W Series drivers are writing a series of columns for The Race this year, giving their verdicts on what’s going on in Formula 1. This week, Caitlin Wood reflects on the Turkish Grand Prix, where Lewis Hamilton delivered a drive worthy of his seven world titles while the younger stars on the grid lost their heads in the tricky conditions.
Lewis Hamilton’s victory at the Turkish Grand Prix redefined what is possible in a Formula 1 race. What a fitting way for the Briton, a pioneering racing driver both on and off the track, to seal a record-equalling seventh world title.
Hamilton displayed incredible patience in very tricky conditions, expertly biding his time to nurse those intermediate tyres home 50 laps after bolting them on and win by more than half a minute. Staggering.
The podium of Hamilton, 35, Sergio Perez, 30, and Sebastian Vettel, 33, have amassed more than 700 F1 grand prix starts between them and that experience proved invaluable on a day for calm heads when impetuosity cost their younger challengers.
Lance Stroll was magnificent in qualifying to take pole position and backed it up on Sunday with a near-perfect race start. Out front and in clear air, the Canadian was holding his position well in the early stages and appeared calm.
However, the moment there was uncertainty and he doubted the strategy call of his Racing Point team, Stroll lost his head.
The team’s since said that his car had damage that contributed to it falling off the pace and damaging its tyres.
But Stroll simply didn’t trust the call to pit him and, as a driver, you need to believe that the right decision is being made.

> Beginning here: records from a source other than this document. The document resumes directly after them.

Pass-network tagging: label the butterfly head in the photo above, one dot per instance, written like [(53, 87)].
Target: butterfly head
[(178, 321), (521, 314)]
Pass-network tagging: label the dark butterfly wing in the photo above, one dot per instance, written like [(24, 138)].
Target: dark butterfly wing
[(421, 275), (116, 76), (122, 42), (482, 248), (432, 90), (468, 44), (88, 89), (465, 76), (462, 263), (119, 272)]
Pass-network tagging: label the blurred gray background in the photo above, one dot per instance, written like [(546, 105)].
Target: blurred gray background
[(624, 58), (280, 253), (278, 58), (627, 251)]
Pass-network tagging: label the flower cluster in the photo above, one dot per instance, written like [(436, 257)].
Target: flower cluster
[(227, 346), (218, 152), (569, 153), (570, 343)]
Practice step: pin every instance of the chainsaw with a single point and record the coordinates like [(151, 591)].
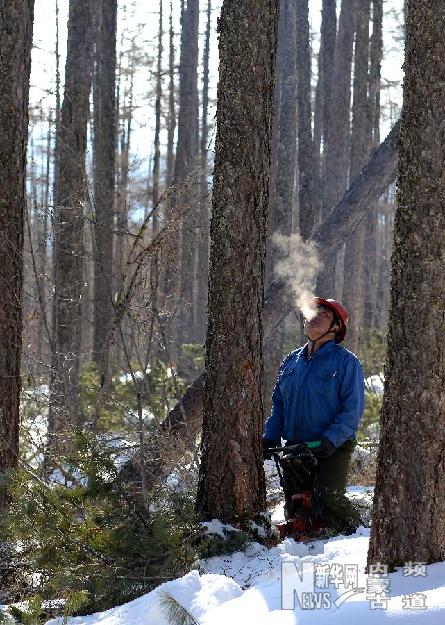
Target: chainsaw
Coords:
[(296, 470)]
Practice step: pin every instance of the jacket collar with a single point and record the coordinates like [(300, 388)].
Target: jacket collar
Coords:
[(323, 349)]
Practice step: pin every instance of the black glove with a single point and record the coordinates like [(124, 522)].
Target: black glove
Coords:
[(324, 450), (267, 446)]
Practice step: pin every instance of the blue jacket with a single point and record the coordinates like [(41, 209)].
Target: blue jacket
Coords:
[(320, 396)]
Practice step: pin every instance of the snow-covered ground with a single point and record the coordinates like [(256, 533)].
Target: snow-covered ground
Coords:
[(257, 586)]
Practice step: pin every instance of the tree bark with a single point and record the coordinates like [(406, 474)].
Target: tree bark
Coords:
[(231, 479), (408, 520), (16, 22), (185, 420), (305, 145), (337, 148), (371, 258), (353, 295), (187, 159), (203, 243), (68, 223), (284, 152), (104, 149)]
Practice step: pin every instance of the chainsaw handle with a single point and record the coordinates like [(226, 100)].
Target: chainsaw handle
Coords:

In contrast, Hamilton and Mercedes have such a fantastic understanding that Hamilton felt confident enough to tell his team to leave him out and his engineers trusted him implicitly.

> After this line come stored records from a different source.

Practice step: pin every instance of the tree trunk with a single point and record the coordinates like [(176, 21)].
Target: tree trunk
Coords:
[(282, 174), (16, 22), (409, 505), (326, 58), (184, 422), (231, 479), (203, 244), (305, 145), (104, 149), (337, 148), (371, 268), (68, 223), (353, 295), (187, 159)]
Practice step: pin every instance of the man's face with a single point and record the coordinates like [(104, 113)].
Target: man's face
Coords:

He said after the race that he had ‘learned the lesson from 2007’ when his world title hopes hit the skids in the pit-lane in China. He became better for that experience and others must do the same now.
The 22-year-old Stroll is not the only one who will be ruing a missed chance. Charles Leclerc belied his 23 years with a fine drive, until the final lap when taking a shot at second place became irresistible and a failed move on Perez handed the podium place to his Ferrari team-mate Vettel, who must feel like a huge weight has been lifted.

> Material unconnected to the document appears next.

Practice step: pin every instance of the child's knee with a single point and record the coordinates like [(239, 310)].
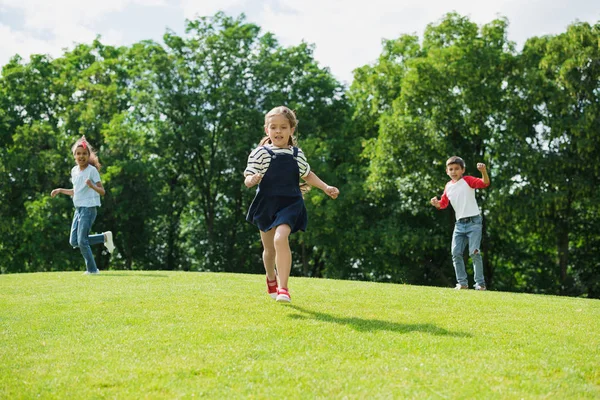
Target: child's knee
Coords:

The four-time world champion has been dominated by his young Monegasque team-mate this term but proved he can still run at the front and, on this evidence, must genuinely believe that Racing Point (or Aston Martin as it will be then) will give him a car capable of doing so regularly next season.
Vettel will have slept soundly, but I doubt the same could be said for many at his former team, Red Bull.
I feel for Alex Albon as he is under extreme pressure, but he is becoming increasingly frustrating to watch.
His talent is there for all to see but he needs a clean race and for too long, a good overtake has been followed by a silly error.
In stark contrast to Perez – a rival for his Red Bull seat next season – the 24-year-old isn’t helping himself by making a solid case to Christian Horner.
The only good news for Albon was that his team-mate, Max Verstappen, was equally scruffy at Istanbul. We think of Verstappen as a veteran already, but he is still only 23 and looked it when he spun trying to overtake Perez.
He was over-eager and when you start trying too hard you start overdriving. The calmer you are, the better decisions you make – it’s all in the mind.
Every driver has lost their head in a race, overthinking and overdriving. Our passion and will to win can take over and the ability to remain level-headed and in the moment is something I’ve been working on with a sports psychologist for about a year.
Focusing on the things I can control and not worrying about the things I can’t – the weather and track conditions, for instance – is helping me give myself the best chance to perform when I’m racing.
It was refreshing to see an F1 race which threw the drivers out of their comfort zone, placing more emphasis on driver skill and instinctive racing, and so it was a great advert for the next major rule changes which promise less downforce and grip.
Races that have you on the edge of your seat throughout and leave you open-mouthed like that one, are a reminder that Formula 1 is truly the pinnacle of motorsport.
I cannot wait for W Series – which last week announced it will stage eight F1 support races from 2021 – to be part of the show.
The new partnership is a massive breakthrough for women in motorsport. I always dreamed it would happen, but never thought it would come so quickly.
For F1 to accept the series after just one on-track season is extremely impressive, the most significant breakthrough to-date in the sport’s push for greater diversity and a ringing endorsement of W Series’ mission and the calibre of drivers in the championship.
Like all female racing drivers, I have suffered setbacks in my career just because I am a woman and so to be involved with W Series on the biggest stage of all makes me immensely proud.
Caitlin Wood finished 13th in the inaugural W Series championship in 2019 and sixth in the all-female series’ first Esports League season this summer. The 23-year-old Australian has competed in several series, including Blancpain GT, and is also a driver coach.